Distance learning during COVID has meant coming to terms with the disappointment of public schooling that fell short.
It was a perfect storm. Some teachers adapted skillfully, while others were quick to use the pandemic as a reason to pursue a watch-the-video-do-the-worksheet abdication of direct teaching responsibilities. Sitting in front of a screen all day is not rewarding (perhaps my kids will become more motivated than ever to pursue FI, if only to avoid a future staring at a screen all day for income?). Finally, distance learning essentially removes all social opportunities from school, leaving friendships and social development to wither on the vine of adolescence.
My wife and I adapted by becoming the Tag-Team Tutors (a name I fully intend to trademark if we ever become professional wrestlers). She took on math, Spanish and language skills while I volunteered for science, social studies and geography.
It's been more delight than burden, as getting to turn the kids onto science has given me an opportunity to learn and share anew what's so darn cool about how the periodic table is organized, and how the orbital theory of electron shells helps to determine the reactivity of certain elements. While my kids will beta test their eye-rolls to see if they elicit the desired response of exasperation from us, they have reluctantly admitted how cool the material is.

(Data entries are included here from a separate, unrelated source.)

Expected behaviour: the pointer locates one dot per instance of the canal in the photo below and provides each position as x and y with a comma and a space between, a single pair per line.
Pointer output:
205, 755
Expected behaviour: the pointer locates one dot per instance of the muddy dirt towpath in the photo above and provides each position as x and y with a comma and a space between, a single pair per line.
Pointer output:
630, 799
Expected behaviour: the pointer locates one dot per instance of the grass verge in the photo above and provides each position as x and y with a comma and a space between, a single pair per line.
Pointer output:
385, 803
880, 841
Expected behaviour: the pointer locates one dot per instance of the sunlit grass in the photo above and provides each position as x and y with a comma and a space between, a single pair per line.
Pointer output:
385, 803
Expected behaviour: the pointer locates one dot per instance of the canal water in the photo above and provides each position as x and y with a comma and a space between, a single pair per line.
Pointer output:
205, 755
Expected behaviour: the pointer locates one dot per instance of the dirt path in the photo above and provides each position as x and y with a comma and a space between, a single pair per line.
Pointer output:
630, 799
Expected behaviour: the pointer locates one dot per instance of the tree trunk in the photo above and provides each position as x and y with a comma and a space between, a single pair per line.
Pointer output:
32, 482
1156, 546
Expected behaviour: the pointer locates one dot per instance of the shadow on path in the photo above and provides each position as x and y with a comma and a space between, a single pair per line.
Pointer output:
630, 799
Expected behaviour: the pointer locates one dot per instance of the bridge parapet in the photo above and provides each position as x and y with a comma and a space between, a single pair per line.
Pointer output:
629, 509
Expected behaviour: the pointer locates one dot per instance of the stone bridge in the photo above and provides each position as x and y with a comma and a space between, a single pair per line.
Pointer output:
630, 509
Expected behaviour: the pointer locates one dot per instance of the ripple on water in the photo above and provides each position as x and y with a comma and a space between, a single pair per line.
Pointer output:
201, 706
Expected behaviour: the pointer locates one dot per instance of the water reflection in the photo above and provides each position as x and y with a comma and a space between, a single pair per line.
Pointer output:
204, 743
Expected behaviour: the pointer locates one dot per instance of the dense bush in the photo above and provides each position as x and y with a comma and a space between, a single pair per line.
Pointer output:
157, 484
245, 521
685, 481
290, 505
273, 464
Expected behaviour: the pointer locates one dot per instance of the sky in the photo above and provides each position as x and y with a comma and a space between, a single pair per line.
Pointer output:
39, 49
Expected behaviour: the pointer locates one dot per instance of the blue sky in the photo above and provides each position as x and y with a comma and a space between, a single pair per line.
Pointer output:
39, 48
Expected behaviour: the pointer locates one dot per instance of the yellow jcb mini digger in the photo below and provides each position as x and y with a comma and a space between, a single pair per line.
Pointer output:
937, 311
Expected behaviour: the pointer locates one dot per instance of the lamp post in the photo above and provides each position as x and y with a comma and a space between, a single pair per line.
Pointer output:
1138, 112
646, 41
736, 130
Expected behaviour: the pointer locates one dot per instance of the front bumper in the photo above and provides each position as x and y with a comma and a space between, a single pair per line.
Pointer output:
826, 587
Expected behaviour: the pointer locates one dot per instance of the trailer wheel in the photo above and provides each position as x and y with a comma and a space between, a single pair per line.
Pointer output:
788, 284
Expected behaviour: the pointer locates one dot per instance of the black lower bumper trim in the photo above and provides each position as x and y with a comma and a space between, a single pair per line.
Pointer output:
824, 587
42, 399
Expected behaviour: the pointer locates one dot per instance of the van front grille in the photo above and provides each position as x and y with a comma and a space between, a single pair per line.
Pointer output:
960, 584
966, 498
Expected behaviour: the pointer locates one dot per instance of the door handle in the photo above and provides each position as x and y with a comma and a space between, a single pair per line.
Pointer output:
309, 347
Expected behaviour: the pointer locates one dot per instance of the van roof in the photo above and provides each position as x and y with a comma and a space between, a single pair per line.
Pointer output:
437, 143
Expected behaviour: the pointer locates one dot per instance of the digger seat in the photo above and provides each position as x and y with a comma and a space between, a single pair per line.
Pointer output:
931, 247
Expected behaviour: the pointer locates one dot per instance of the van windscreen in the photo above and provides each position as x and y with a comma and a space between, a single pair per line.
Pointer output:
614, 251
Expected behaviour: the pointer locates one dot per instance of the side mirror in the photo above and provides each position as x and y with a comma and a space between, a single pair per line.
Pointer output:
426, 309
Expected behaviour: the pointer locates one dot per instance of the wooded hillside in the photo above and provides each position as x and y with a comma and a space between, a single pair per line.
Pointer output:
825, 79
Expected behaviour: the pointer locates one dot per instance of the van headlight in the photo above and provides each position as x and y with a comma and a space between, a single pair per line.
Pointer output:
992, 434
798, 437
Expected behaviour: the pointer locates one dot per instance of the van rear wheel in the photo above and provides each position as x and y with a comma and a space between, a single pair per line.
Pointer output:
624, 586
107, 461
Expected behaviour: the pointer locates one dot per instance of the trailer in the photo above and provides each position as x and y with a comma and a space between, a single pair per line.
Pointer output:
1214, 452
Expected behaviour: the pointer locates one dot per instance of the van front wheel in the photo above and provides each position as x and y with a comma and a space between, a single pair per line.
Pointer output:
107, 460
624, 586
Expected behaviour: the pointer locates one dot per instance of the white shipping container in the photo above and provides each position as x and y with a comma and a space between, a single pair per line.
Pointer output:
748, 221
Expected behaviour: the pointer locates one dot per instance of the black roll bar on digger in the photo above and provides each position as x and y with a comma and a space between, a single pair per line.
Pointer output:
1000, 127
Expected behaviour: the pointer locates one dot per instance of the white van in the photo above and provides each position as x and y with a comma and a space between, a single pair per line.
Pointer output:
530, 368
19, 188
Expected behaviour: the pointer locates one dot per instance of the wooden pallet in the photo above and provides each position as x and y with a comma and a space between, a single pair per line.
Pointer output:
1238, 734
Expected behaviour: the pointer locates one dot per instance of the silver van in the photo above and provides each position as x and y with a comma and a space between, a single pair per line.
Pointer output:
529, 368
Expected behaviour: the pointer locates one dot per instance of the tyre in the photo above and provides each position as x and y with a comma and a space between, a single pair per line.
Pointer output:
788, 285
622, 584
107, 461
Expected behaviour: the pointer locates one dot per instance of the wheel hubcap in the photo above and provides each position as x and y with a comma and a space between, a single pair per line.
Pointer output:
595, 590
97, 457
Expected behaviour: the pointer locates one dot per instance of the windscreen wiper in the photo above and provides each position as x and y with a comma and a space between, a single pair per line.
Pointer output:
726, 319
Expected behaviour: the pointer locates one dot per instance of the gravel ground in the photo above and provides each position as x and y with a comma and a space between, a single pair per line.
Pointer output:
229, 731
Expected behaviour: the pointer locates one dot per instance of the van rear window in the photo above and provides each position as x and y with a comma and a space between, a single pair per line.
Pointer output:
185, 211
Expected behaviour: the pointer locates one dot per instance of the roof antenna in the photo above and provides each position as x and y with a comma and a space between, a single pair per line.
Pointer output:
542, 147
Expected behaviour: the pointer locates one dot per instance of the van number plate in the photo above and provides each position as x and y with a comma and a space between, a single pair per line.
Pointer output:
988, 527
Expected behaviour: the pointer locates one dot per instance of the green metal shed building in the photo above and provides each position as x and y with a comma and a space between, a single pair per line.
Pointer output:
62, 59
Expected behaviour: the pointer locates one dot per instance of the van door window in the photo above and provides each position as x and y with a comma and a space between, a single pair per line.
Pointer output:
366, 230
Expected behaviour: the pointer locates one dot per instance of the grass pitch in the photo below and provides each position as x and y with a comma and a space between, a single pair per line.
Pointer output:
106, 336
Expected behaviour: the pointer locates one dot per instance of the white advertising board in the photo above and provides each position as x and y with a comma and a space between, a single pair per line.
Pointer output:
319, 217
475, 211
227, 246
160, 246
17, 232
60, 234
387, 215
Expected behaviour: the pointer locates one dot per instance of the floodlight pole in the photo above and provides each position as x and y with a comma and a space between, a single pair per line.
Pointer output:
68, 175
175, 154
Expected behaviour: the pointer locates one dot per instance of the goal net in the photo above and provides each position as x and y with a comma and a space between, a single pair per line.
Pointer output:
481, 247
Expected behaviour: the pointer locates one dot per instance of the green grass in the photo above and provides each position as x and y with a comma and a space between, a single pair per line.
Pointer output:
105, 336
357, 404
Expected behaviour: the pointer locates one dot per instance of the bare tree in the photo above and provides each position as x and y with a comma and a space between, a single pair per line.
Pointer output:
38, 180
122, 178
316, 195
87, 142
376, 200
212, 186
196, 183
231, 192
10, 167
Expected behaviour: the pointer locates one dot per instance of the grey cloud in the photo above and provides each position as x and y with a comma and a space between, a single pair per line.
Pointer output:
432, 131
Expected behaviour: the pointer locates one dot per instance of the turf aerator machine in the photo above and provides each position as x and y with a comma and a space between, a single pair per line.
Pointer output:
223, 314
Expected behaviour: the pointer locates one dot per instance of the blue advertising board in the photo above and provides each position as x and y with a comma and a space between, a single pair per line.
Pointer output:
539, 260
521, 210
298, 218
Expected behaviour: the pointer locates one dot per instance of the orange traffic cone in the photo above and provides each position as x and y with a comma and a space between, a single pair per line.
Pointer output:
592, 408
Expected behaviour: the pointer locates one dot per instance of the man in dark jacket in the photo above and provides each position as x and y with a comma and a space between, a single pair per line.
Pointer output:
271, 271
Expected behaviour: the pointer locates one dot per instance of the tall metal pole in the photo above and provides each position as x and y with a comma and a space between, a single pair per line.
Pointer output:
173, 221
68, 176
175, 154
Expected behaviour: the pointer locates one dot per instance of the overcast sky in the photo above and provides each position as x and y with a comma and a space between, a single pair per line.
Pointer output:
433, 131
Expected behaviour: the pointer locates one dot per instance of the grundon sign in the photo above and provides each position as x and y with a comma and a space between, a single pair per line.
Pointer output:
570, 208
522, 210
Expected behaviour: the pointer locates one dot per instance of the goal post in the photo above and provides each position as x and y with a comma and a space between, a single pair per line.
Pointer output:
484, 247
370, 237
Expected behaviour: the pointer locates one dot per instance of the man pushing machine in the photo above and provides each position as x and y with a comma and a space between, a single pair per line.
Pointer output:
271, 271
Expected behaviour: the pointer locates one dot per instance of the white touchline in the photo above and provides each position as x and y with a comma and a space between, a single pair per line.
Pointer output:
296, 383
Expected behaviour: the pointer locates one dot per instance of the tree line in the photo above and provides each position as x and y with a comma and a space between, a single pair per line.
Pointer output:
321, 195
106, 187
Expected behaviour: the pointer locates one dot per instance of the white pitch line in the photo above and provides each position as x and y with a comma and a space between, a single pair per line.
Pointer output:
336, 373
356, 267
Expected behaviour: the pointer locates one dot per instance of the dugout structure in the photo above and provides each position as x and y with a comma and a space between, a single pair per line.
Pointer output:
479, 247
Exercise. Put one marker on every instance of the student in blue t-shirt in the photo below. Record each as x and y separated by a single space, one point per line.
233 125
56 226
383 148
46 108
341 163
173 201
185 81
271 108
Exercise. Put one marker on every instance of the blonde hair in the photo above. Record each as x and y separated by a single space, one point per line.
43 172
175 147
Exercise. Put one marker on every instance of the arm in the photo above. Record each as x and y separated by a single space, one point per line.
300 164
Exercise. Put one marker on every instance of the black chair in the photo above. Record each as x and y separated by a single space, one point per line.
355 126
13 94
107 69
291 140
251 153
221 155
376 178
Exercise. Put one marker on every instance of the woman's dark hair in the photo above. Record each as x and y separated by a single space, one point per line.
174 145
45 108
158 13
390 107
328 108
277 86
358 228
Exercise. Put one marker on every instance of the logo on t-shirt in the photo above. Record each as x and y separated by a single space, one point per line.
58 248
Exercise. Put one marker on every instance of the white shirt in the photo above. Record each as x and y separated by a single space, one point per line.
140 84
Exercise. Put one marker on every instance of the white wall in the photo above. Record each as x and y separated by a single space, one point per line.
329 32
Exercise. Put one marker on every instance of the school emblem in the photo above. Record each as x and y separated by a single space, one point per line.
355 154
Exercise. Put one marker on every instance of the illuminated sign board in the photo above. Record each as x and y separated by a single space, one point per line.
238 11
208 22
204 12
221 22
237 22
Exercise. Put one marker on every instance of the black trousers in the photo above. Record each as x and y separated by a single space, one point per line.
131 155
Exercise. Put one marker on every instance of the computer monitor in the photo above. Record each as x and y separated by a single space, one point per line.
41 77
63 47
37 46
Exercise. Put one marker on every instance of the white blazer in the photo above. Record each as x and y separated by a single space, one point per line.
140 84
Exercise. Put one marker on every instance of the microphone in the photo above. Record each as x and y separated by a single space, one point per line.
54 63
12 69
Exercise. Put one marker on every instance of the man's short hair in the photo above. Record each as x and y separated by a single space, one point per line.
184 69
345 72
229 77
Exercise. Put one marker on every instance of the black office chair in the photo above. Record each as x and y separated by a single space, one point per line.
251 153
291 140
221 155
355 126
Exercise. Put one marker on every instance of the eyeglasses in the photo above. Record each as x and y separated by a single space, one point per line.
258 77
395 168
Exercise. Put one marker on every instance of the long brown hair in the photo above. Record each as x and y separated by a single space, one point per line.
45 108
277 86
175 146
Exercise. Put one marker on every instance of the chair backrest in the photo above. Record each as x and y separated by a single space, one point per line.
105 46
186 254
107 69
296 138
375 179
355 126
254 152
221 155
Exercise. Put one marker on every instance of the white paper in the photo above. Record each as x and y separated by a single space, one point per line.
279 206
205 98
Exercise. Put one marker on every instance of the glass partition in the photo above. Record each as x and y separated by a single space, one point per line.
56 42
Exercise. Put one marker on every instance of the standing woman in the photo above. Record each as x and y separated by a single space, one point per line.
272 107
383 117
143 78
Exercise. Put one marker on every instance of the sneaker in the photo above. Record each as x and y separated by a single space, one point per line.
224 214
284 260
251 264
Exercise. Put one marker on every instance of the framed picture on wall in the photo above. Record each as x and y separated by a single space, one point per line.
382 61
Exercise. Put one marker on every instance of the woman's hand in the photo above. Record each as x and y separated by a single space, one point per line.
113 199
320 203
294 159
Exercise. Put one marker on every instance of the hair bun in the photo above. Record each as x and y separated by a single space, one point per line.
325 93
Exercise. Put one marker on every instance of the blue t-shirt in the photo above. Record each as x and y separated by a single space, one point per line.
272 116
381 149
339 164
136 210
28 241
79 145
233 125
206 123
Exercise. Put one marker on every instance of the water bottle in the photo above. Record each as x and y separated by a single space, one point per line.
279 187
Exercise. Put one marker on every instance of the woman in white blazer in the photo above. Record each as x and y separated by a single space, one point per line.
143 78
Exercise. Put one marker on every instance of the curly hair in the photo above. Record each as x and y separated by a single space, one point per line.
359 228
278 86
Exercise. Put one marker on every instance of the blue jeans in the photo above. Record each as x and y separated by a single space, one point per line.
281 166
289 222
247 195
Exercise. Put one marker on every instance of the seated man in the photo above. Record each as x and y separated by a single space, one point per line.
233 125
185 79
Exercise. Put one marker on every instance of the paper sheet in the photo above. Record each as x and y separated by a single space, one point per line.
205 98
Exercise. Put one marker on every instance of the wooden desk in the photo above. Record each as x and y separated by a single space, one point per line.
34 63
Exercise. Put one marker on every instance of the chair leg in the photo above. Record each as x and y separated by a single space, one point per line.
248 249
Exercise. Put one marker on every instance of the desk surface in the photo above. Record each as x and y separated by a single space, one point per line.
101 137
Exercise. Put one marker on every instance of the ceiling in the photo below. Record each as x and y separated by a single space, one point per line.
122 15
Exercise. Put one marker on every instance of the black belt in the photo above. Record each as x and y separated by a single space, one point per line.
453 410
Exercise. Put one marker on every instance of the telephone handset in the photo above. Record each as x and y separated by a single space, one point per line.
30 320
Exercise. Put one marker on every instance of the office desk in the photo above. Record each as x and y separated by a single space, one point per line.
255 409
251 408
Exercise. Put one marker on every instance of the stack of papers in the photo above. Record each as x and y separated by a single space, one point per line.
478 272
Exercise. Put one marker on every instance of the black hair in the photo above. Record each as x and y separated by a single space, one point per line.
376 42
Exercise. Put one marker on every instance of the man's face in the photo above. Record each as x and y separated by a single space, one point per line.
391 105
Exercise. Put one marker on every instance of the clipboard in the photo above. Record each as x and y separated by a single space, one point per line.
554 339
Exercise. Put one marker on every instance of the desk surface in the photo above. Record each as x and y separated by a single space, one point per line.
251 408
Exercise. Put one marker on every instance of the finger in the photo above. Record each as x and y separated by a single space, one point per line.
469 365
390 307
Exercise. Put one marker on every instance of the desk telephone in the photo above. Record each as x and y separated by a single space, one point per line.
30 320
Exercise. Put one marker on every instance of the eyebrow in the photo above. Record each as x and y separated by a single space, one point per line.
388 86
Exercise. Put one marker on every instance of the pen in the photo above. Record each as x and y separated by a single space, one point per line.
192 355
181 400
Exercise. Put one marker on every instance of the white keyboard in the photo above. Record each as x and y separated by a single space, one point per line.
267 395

Social studies has been even more exciting, since I missed most of this material on the first pass in junior high and high school. I learned enough to get good grades back in the day, but I never considered myself a "fuzzy" thinker (a pejorative directed at English and History majors in college) and learning about disparate historical cultures and empires felt irrelevant on a good day.
Now, I love making the connections while studying with the kids, especially since the overlapping empires and cultures pertain directly to places we've traveled. The expansion of the Islamic caliphates into Europe was perfectly embodied in our family day trip to Toledo, as was the unusual tolerance for other religions displayed by those rulers when compared with their Spaniard Catholic counterparts.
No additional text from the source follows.